L’autre répondit avec indifférence :

— Une esclave. Des Markas la proposaient à des Marocains pour les harems. Mais elle n’est pas assez jolie… Je l’ai eue pour presque rien.

Tiékoro ressortit dans la cour. Elle était déserte. La fille avait fini d’allumer son feu et se tenait debout les bras ballants, ses jambes longues et nerveuses légèrement écartées de sorte qu’on voyait l’intérieur de ses cuisses.

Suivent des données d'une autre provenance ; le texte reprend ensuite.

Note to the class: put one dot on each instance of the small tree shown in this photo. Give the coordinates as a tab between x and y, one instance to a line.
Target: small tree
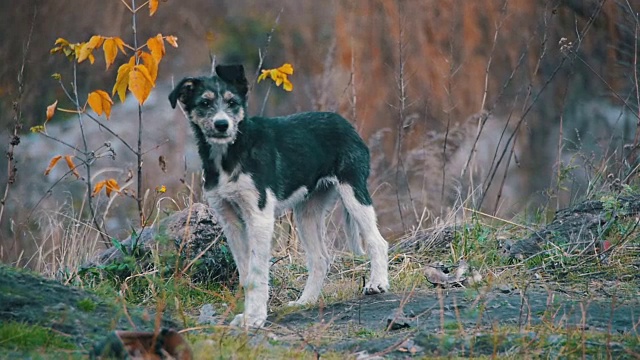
138	76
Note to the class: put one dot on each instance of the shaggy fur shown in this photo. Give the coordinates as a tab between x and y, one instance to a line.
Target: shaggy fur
255	169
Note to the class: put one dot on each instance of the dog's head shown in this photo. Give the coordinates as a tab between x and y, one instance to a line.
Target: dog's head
215	105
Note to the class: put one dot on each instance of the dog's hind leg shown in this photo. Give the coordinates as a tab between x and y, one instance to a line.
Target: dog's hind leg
352	231
310	224
375	245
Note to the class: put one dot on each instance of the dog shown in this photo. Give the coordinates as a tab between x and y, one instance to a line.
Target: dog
257	168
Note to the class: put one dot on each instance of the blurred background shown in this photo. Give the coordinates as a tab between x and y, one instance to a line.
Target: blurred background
503	106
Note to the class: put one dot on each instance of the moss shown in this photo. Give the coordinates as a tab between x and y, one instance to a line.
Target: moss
87	305
26	337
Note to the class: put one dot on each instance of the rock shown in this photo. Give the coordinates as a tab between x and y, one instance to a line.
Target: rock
194	232
207	315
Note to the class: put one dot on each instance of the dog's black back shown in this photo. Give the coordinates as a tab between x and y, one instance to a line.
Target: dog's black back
307	147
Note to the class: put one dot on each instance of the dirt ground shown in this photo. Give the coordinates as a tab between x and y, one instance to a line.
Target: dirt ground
431	322
459	322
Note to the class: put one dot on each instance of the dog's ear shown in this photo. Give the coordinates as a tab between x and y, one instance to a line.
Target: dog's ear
234	74
183	91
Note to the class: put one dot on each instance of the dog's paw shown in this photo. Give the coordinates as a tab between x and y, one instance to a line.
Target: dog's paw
241	320
375	288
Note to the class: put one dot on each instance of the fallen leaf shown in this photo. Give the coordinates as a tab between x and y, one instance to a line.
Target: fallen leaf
72	166
51	109
153	6
52	163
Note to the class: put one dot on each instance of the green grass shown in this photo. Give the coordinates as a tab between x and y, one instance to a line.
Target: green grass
16	336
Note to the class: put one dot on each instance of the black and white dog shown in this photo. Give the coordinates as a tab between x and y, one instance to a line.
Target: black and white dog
257	168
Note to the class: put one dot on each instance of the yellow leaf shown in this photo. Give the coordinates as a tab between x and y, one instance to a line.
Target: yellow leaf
119	43
98	187
287	85
52	163
263	75
87	48
172	40
150	63
122	80
72	166
286	68
95	102
106	102
280	76
140	83
51	109
110	51
156	46
100	102
37	128
112	185
153	6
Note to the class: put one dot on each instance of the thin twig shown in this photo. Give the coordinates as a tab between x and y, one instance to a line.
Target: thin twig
17	119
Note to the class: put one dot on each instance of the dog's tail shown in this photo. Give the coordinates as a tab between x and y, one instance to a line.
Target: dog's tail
354	240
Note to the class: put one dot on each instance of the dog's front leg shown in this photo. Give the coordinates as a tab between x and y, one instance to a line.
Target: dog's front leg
235	233
259	228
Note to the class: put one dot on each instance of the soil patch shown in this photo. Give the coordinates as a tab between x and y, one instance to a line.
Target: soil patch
76	314
457	322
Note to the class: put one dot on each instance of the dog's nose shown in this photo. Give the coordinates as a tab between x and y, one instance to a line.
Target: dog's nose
221	125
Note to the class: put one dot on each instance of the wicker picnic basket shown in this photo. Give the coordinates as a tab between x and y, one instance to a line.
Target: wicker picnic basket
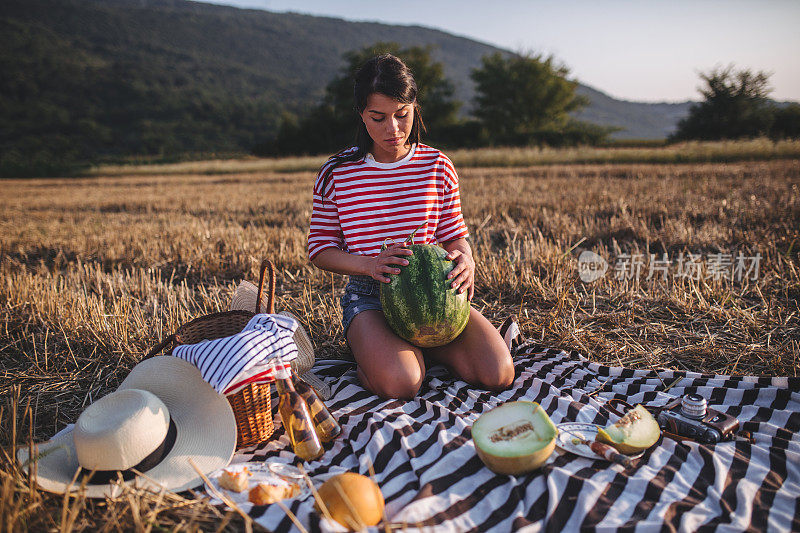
251	405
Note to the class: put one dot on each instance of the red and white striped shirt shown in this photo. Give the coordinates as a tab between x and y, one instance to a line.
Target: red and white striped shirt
366	203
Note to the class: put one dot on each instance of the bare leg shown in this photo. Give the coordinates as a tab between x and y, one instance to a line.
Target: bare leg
387	365
478	355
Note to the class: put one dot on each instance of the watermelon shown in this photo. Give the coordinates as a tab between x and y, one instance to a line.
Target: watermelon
419	303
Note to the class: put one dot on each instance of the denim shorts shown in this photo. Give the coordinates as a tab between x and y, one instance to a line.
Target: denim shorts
362	293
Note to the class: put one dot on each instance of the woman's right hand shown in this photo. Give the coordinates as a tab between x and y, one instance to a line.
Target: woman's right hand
384	263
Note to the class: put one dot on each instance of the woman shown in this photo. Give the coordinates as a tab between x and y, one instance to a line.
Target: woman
379	191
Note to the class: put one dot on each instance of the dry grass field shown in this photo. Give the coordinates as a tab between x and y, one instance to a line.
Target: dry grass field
96	270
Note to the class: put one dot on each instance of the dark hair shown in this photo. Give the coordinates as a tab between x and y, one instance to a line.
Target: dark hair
387	75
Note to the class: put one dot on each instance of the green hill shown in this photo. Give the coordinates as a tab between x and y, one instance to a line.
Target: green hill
93	79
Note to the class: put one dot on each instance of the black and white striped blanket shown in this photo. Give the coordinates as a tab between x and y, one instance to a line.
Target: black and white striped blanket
432	479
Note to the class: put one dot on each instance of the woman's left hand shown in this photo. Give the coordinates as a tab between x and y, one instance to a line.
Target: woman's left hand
463	273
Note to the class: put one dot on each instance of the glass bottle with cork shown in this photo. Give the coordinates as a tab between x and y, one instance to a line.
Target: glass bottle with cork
295	415
326	426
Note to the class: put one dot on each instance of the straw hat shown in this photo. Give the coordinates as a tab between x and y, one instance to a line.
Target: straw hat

Tiékoro se rua sur elle, l’entraîna dans le cabinet d’aisances. Il ne comprenait pas lui-même ce qui le possédait. On aurait dit qu’une bête sauvage tapie dans son ventre tentait de se libérer en déchirant ses chairs. Il entra en elle. Elle gémit faiblement comme un enfant, mais ne se défendit pas. Il la prit à plusieurs reprises, se vengeant de ces longs mois de solitude, de cette abstinence et, aussi, de la disparition de son cadet…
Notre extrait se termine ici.